Our Opinion: Try bipartisan route for climate change
Time is running out to slash greenhouse gas emissions enough to save the Earth from catastrophic global warming.
But as long as climate change remains — strangely — a partisan issue, the chances for swift action are slim. For that reason, we are pleased to see the Citizens Climate Lobby advocate for a bipartisan approach that could break through political paralysis in Washington, D.C.
Members of the Portland chapter of the climate lobby, including Republicans and Democrats, have written guest columns for these pages as well as visited with the Portland Tribune editorial board. They are urging Oregon's congressional delegation to get behind a carbon tax and dividend plan, dubbed the Energy Innovation and Dividend Act.
Experts say the most effective way to slow climate change is to slap a price on carbon emissions. With that one seemingly simple change, the true environmental costs would be embedded into goods derived from fossil fuels, heralding a new era in which green and sustainable alternatives are more economical.
There are different visions for putting a price on carbon, such as the "cap-and-invest" plan gaining traction in the Oregon Legislature. The state's lawmakers are right to consider local action, but climate change is far larger than Oregon. It's an international problem needing a global response.
But solutions also must be palatable to ordinary people who are just as worried about their everyday lives as they are about the incremental advance of climate change.
One criticism of Oregon's cap-and-invest alternative is that it would hit low-income people the hardest, because they spend a larger share of their income on energy, which will shoot up in price.
As the Yellow Vest revolt in France suggests, unduly hurting people who can least afford it isn't a wise way to build public support for fighting global warming.
The Citizens Climate Lobby's tax and dividend plan has the opposite effect, and will actually put more money in the pockets of most middle- and working-class people, as well as the poor. And that could be pivotal to gaining support.
The Energy Innovation and Dividend Act initially would levy a $15-per-ton carbon tax, which would raise the price of gasoline an estimated 14 cents per gallon. That's not enough to make a serious dent in carbon emissions, so the tax would increase by $10 per year for 20 years. Activists in the Citizens Climate Lobby, which has active chapters throughout Oregon, say this plan will drive down emissions 40 percent in 12 years and 90 percent in 50 years.
Oregon's cap-and-invest plan would use the revenue collected to promote renewable energy and the transition to a greener economy. The tax-and-dividend plan, in contrast, is revenue-neutral, meaning the government won't get more money. All proceeds would get rebated to U.S. adults on a per-capita basis. (Children get a half-share.)

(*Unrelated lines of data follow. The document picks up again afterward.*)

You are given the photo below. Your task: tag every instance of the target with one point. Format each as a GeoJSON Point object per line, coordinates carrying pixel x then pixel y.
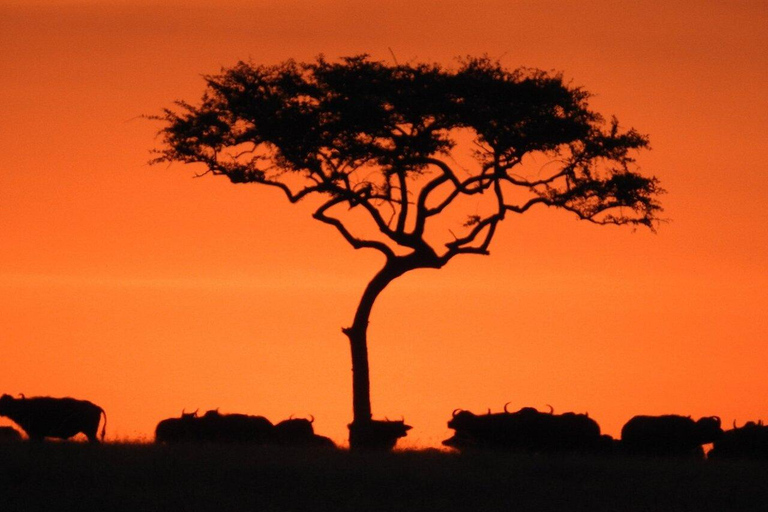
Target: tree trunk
{"type": "Point", "coordinates": [358, 341]}
{"type": "Point", "coordinates": [365, 433]}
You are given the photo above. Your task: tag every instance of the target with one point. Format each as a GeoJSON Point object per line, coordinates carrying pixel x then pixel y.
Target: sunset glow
{"type": "Point", "coordinates": [149, 291]}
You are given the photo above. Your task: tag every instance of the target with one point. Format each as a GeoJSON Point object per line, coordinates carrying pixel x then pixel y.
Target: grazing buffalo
{"type": "Point", "coordinates": [299, 432]}
{"type": "Point", "coordinates": [214, 427]}
{"type": "Point", "coordinates": [376, 435]}
{"type": "Point", "coordinates": [42, 417]}
{"type": "Point", "coordinates": [747, 442]}
{"type": "Point", "coordinates": [526, 430]}
{"type": "Point", "coordinates": [9, 435]}
{"type": "Point", "coordinates": [669, 435]}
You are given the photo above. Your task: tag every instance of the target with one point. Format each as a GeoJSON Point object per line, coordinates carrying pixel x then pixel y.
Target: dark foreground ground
{"type": "Point", "coordinates": [141, 477]}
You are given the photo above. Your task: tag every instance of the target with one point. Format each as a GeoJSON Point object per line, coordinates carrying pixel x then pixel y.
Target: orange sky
{"type": "Point", "coordinates": [148, 291]}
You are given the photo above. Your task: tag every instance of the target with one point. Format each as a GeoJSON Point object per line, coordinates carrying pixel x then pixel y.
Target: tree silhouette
{"type": "Point", "coordinates": [381, 147]}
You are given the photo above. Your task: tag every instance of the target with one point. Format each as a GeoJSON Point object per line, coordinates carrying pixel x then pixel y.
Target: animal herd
{"type": "Point", "coordinates": [526, 430]}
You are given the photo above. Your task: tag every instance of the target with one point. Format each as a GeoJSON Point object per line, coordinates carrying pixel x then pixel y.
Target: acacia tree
{"type": "Point", "coordinates": [379, 142]}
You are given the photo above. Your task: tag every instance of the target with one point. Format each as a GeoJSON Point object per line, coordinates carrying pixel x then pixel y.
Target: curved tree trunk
{"type": "Point", "coordinates": [365, 433]}
{"type": "Point", "coordinates": [358, 341]}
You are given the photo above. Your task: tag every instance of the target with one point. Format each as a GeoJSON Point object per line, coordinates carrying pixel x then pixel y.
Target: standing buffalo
{"type": "Point", "coordinates": [747, 442]}
{"type": "Point", "coordinates": [526, 430]}
{"type": "Point", "coordinates": [42, 417]}
{"type": "Point", "coordinates": [669, 435]}
{"type": "Point", "coordinates": [377, 435]}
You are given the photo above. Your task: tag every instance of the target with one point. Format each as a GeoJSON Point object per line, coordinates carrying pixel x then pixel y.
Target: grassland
{"type": "Point", "coordinates": [144, 477]}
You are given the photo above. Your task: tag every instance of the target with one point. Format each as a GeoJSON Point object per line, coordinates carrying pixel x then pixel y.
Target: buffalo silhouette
{"type": "Point", "coordinates": [62, 418]}
{"type": "Point", "coordinates": [669, 435]}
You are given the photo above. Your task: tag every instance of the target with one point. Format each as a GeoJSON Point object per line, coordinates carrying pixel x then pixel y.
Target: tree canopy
{"type": "Point", "coordinates": [384, 141]}
{"type": "Point", "coordinates": [378, 137]}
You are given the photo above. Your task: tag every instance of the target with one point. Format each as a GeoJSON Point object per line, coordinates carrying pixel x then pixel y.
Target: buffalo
{"type": "Point", "coordinates": [747, 442]}
{"type": "Point", "coordinates": [9, 435]}
{"type": "Point", "coordinates": [62, 418]}
{"type": "Point", "coordinates": [299, 432]}
{"type": "Point", "coordinates": [526, 430]}
{"type": "Point", "coordinates": [376, 435]}
{"type": "Point", "coordinates": [669, 435]}
{"type": "Point", "coordinates": [214, 427]}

According to Portland members of the Citizens Climate Lobby, that means an estimated $50 per month per-person during the first year, and as much as $200 per month within five years to offset higher energy prices.
Fuel companies and the politicians they back may continue fighting any solution. But if the bulk of Americans on the lower half of the income scale make out better, that eases the impact of the dramatic shifts ahead. It also builds potential support that will make it difficult to topple the plan.
Think of an example close to home: Oregon's quirky income tax "kicker" rebates. The rebates are flawed fiscal policy, because they send income taxes back to Oregonians when the economy is humming and the public sector should be building up its reserves. When the economy sours, there's little savings to tide us through hard times.
But politicians from both parties are reluctant to tamper with Oregonians' cherished kicker rebates.
Politicians, similarly, wouldn't want to tinker with carbon rebates once they started flowing. A tax and dividend plan may have a better shot at public acceptance than cap and invest, but that doesn't mean it might not have its own set of unintended consequences. Its effect on businesses — all of which use energy — must be analyzed and more completely understood. Those are details worth serious examination by members of both parties in Washington, D.C.
Left unchecked, though, the climate crisis will wreak havoc on Earth's humans, plants, animals and natural features. Addressing it requires sacrifices. It also requires that well-intentioned people of all political persuasions consider the issue with appropriate urgency.
The Citizens Climate Lobby is the most prominent organization attempting to build the essential bipartisan support — which means our congressional delegation should pay close attention to its proposed solutions.